Carbonate Sequence Stratigraphy and Field Examples:

Modern sequence stratigraphy is a direct outgrowth of the concept of unconformity bound stratigraphic units as proposed by Sloss (1964). In simplest terms, Sloss's (1964) sequence stratigraphy was a tool to identify major unconformity-bound packages (e.g., Sauk, Kaskaskia) for the purpose of correlation across large areas of the craton. We now call these 2nd order sequences.

The second major evolutionary step in the conceptual evolution to modern sequence stratigraphy was seismic stratigraphy. AAPG Memoir 26 (Payton et al. 1977) captures, in a series of manuscripts by Exxon geologists, a methodology for identifying Slossian type unconformity-bound sequences using reflection seismic data. The emphasis of this methodology was the use of seismic geometry and termination styles to delineate unconformity-bound seismic sequences, derivation of eustatic curves using coastal onlap (Vail et al. 1977a), and global sequence correlation based on biostratigraphic control (Vail et al. 1977b). Another key aspect of this research (Vail et al. 1977c), which was also echoed by Brown and Fisher (1977) among others, was the chronostratigraphic significance of seismic reflectors. The observation that a single shelf-to-basin reflector mimicked a depositional timeline opened the door for sedimentologic analysis of the internal make-up of seismic sequences. This seismic chronostratigraphy led to the third key development, which was concept of sequence stratigraphy.

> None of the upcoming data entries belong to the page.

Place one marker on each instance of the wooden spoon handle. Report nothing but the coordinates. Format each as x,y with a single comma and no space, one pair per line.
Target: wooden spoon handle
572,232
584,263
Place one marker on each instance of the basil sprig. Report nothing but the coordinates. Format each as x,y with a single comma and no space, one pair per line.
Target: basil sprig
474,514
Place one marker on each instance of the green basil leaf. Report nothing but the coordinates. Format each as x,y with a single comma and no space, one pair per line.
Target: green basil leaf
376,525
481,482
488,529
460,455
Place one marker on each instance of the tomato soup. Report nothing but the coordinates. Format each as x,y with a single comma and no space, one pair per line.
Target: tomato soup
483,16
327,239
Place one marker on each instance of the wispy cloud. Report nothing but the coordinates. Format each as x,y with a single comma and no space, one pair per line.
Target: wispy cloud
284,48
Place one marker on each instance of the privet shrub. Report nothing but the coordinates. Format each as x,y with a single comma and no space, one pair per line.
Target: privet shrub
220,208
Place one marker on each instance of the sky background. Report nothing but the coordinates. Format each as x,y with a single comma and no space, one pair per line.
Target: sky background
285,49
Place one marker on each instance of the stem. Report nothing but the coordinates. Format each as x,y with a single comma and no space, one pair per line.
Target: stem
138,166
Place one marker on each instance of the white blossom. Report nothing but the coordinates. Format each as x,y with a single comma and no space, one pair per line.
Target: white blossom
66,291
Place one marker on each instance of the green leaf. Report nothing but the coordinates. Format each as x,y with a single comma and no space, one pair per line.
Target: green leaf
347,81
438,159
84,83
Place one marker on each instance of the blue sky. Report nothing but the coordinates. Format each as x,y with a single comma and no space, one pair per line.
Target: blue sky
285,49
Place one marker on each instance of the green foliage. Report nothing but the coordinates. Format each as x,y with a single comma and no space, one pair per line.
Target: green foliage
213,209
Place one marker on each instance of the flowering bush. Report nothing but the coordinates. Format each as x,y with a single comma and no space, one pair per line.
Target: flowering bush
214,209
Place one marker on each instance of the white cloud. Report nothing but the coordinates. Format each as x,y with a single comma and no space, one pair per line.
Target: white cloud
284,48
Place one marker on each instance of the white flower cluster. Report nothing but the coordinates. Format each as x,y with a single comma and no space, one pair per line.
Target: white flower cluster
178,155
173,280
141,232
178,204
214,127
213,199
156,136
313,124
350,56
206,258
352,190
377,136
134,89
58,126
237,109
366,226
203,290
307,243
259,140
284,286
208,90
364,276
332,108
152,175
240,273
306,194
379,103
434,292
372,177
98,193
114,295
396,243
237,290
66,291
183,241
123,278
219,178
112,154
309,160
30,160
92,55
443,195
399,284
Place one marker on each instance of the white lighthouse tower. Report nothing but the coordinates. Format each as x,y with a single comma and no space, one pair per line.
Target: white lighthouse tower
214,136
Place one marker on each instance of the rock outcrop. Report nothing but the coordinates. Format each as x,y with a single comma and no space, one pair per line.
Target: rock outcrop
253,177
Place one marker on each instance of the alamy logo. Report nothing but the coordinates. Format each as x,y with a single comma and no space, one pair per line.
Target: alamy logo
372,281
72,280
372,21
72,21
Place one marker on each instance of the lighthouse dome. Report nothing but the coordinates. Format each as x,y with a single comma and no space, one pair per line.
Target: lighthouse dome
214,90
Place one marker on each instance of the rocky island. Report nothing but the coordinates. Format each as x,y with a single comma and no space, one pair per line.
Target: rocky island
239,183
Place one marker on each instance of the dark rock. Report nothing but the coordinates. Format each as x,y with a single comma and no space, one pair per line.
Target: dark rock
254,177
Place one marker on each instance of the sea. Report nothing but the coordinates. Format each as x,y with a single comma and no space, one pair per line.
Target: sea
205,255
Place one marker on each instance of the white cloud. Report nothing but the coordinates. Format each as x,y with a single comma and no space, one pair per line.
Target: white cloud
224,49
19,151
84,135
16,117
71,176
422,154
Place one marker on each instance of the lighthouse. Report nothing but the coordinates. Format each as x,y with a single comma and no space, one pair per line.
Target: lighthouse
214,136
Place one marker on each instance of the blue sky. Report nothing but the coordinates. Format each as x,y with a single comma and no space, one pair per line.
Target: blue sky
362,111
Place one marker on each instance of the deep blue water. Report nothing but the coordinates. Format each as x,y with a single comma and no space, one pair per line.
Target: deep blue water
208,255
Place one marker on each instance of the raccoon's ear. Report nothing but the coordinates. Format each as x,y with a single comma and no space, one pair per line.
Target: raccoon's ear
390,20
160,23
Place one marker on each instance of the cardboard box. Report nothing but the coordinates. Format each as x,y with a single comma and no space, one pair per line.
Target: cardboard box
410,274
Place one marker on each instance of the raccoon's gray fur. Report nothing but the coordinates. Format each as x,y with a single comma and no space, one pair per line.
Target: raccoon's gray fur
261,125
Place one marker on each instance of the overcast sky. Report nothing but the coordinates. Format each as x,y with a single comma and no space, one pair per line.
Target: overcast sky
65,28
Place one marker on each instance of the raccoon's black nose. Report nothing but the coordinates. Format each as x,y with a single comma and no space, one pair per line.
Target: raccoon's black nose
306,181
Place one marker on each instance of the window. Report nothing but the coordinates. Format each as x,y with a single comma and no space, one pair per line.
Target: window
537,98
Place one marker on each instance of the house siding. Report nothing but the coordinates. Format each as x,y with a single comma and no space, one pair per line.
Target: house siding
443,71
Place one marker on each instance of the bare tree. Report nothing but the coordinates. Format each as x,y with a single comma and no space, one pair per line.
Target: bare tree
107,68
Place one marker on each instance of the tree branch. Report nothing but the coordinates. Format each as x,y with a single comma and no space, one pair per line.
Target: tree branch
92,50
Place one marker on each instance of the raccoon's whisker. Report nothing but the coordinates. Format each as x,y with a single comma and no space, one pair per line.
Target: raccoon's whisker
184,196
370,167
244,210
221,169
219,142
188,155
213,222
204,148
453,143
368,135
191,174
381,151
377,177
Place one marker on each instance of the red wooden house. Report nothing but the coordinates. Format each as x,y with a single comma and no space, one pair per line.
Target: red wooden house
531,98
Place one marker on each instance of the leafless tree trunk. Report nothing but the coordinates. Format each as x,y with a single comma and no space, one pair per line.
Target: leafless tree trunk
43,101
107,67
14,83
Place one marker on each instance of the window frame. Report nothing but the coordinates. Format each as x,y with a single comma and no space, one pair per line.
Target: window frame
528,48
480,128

The transition from seismic stratigraphy to sequence stratigraphy represents a major conceptual jump. Focus shifted from global mapping of unconformity-bound packages to the interpretation of the internal reflector patterns of stratigraphic sequences, which came to be viewed as genetically-significant depositional sequences. Eighties-style sequence stratigraphy (Vail 1987; Posementier and Vail 1988; Van Wagoner et al. 1988) focused on viewing sequences as unconformity-bound units that are also genetic depositional cycles associated with global sea-level change. In sequence stratigraphic terms, it was proposed that depositional sequences contain a predictable suite of systems tracts and lithofacies tracts tied to a sinusoidal eustatic curve, and can be correlated worldwide. This global correlation model can also be used locally to predict reservoir, source, and seal lithofacies within the idealized genetic packages by developing a standard suite of lithofacies tracts associated with lowstand, transgressive, and highstand systems tracts.

For geologists interested in constructing accurate stratigraphic frameworks for reservoir characterization, the analysis of the internal anatomy of sequences is more important than the global correlation methodologies. One significant evolutionary step occurred after the introduction of sequence stratigraphy, which came about through the application of sequence concepts to reservoir characterization and to outcrop investigations. Using wireline logs and cores from the subsurface combined with outcrop cross sections, it became apparent that an additional level of stratigraphic sequences could be resolved within seismically-definable depositional sequences. The development of this outcrop-core-log based sequence stratigraphy has been referred to as high-resolution, or high-frequency sequence stratigraphy, and represents the critical scale at which reservoir-scale sequence descriptions should be carried out. High-frequency sequence stratigraphy recognizes that when the more detailed subsurface data from wireline logs are examined within a seismically-defined depositional sequence, a number of unconformity bound sequences can be recognized. These high-frequency sequences and their component cycles represent the scale of observation critical to reservoir model construction.